For health care, Walter writes that she “can offer experience, insights and serious solutions instead of endless political fighting.”
“Education must work for families in urban areas, rural areas and our suburbs. It must work for girls and boys alike. It must work for the gifted and talented, those with special needs and all children in between.” -State House candidate Donna Walter’s website
On her website, Walter states that Colorado lawmakers claim to have reduced health care costs by 20% but there is no proof that bills went down for state residents. Instead, Walter says, lawmakers raised hospital costs.
In regards to education, choice for parents and students is important to Walter, because “education is not one size fits all.”
Walter’s website says that Colorado needs to provide vocational and job skills training along with “affordable quality higher education.”
“Education must work for families in urban areas, rural areas and our suburbs,” Walter’s website says. “It must work for girls and boys alike. It must work for the gifted and talented, those with special needs and all children in between.”
On her economy page, Walter says that she has experience running a business and that state lawmakers should not decide which businesses and jobs matter and which don’t.

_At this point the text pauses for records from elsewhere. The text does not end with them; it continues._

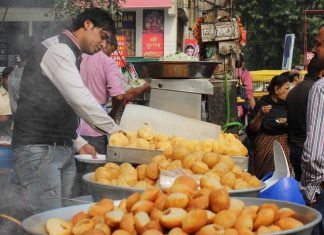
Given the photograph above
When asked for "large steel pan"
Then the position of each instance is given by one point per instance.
(100, 191)
(175, 69)
(36, 223)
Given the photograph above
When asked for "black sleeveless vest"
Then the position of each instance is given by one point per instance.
(43, 116)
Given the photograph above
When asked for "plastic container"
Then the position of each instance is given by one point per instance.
(6, 160)
(285, 189)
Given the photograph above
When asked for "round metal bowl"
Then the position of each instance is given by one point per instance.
(175, 69)
(36, 223)
(101, 191)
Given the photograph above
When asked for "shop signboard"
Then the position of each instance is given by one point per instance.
(153, 33)
(126, 26)
(288, 51)
(309, 56)
(219, 31)
(120, 54)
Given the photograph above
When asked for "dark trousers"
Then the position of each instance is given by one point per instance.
(319, 205)
(81, 188)
(296, 152)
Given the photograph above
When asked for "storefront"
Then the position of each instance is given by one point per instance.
(150, 27)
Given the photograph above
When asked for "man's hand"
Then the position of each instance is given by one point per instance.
(88, 149)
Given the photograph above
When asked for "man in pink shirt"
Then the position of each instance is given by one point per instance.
(101, 76)
(245, 88)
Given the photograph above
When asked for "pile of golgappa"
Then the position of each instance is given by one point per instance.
(180, 210)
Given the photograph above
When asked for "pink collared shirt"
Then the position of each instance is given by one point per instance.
(101, 76)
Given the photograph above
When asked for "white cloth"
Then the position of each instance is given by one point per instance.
(4, 102)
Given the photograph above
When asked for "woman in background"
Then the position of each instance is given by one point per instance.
(268, 124)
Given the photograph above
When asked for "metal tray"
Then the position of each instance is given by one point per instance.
(101, 191)
(175, 69)
(131, 155)
(144, 156)
(36, 224)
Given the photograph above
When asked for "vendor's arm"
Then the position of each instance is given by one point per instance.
(83, 147)
(256, 122)
(251, 101)
(313, 155)
(117, 102)
(59, 66)
(133, 92)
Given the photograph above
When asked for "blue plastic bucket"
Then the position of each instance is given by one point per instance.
(6, 160)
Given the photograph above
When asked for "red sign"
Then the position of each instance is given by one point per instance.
(120, 55)
(309, 57)
(153, 33)
(153, 45)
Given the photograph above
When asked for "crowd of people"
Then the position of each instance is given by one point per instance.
(292, 113)
(72, 75)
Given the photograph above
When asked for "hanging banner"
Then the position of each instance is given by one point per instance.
(126, 25)
(153, 33)
(120, 54)
(191, 47)
(288, 51)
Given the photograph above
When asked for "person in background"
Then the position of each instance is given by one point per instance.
(14, 83)
(296, 115)
(294, 77)
(266, 128)
(245, 86)
(312, 178)
(101, 76)
(5, 110)
(52, 96)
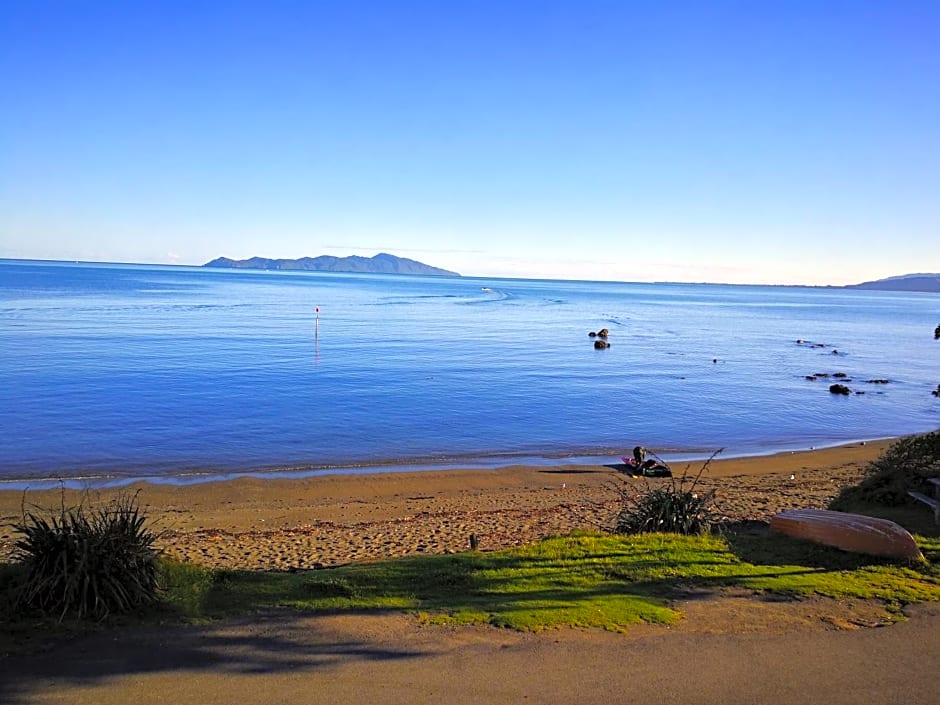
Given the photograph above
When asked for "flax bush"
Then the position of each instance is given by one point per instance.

Walter advocates for common sense environmental policies, according to her website. Walter claims that Gov. Jared Polis’ growth policies worsen air quality and create more traffic congestion, which in turn worsens air quality.
For transportation, Walter wants to put transportation infrastructure first and fix roads instead of creating mass transit options like high-speed rail.
In July, Walter sued Larimer and Boulder counties, Fort Collins and the state of Colorado over their mask mandates, according to The Coloradoan.
On Walter’s website, she says mask orders are harmful and ineffective. Her website says that masks restrict oxygen and can increase respiratory infections.
The Digital MEdiC program at Stanford University says that neither surgical nor cloth masks reduce oxygen, but “some masks mean you have to put more effort into breathing if you wear them for a long time.”
Walter’s website says that, according to science, “healthy uninfected people don’t need masks because they’re not infected; healthy asymptomatic people don’t need masks because masks are ineffective at filtering the particles associated with a negligible risk.”
However, the Centers for Disease Control and Prevention recommends that everyone two years old and older wear a mask when around people who do not live in the same household, in public and in situations where social distancing cannot be maintained.
“Masks are recommended as a simple barrier to help prevent respiratory droplets from traveling into the air and onto other people when the person wearing the mask coughs, sneezes, talks or raises their voice,” the CDC website says. “This is called source control.”
Walter declined to be interviewed by The Collegian for this story.
Colorado ballots mailed out Oct. 9 and can be dropped off at ballot locations around the state through 7 p.m. on election day. Ballots that are mailed in must be sent in time to be received by 7 p.m. on election day.